March 15, 2016

To Be, or Not To Be Snappy

Many publishers and literary agents agree that queries should be professional.  That means the letter needs to be straightforward without any outward attention-grabbing devises. 

There are however, some writers who believe that a witty query will help them stand out from the slush pile. Some writers like to send a query written in the voice of the main character.  I wouldn't recommend this tactic.  It is usually frowned upon by agents.  

Other writers have met agents at conferences, and they feel confident enough to approach them with a snappy synopsis or bio.  Again, there is no guarantee that a writer will snag an agent this way.  

Literary agent Mary Kole says, “The point is, some agents will always prefer a straightforward, businesslike query.  Others will tolerate some cuteness or gimmick. You don't know who's who until you try it, though, even even then, most people won't tell you if that was part of the decision to pass."

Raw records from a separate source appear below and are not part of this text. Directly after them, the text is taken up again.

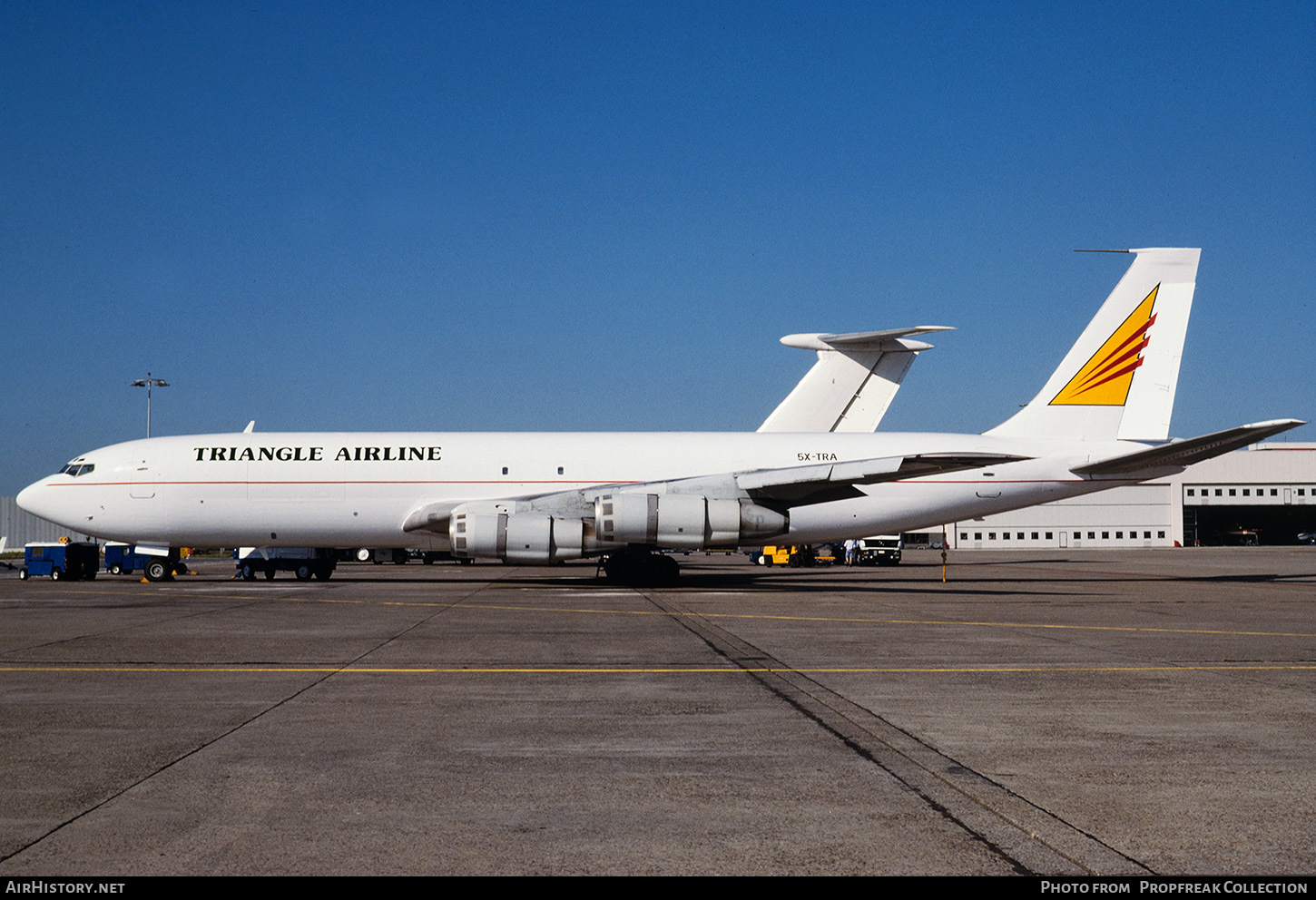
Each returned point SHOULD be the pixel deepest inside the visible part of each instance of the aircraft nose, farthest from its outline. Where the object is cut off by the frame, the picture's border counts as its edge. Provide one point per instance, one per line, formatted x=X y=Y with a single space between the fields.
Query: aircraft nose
x=35 y=499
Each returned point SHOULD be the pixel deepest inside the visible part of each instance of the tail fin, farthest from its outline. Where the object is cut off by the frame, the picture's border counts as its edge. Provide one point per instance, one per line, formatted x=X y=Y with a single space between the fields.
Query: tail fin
x=1117 y=380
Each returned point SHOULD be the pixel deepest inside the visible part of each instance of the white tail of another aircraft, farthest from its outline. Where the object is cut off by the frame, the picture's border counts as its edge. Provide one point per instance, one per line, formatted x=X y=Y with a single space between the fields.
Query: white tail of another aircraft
x=1117 y=380
x=853 y=382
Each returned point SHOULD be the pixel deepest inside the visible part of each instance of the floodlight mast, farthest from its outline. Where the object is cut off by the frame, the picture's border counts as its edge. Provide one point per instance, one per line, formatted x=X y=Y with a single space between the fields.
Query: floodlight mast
x=149 y=383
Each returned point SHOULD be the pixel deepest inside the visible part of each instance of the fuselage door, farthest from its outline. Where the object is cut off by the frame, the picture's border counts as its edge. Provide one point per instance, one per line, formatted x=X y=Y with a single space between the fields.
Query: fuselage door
x=143 y=478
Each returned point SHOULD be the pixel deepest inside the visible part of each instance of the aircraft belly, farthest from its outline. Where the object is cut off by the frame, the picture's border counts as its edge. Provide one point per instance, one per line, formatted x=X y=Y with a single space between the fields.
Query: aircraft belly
x=907 y=505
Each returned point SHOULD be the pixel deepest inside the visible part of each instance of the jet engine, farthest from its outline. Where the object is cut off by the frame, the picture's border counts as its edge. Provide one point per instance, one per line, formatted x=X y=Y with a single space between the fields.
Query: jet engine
x=519 y=537
x=682 y=522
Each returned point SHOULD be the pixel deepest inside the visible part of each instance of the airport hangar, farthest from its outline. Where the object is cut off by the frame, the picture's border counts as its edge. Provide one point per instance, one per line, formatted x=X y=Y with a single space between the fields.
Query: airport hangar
x=1265 y=493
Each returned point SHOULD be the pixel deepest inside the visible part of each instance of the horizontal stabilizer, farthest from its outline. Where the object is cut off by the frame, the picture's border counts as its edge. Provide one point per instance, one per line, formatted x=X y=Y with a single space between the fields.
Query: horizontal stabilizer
x=851 y=383
x=1184 y=453
x=859 y=339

I personally wouldn’t try a gimmicky query, but that’s just me talking.  I’d be afraid my clever query might backfire.  Even if my story is titled “The Bright and Brainy Pony ," I’d be scared to label myself as a bright and brainy writer in my bio.  Though it’s clever and plays on the title, it’s risky.  And…I’m not a risk-taker. 

So, how will you write your query?  Will it be snappy or strickly professional?  In the end it comes down to your gut feeling.  To paraphrase a quote from the movie Dirty Harry:  “You’ve gotta ask yourself one question: “Do I feel lucky?  Well, do ya?”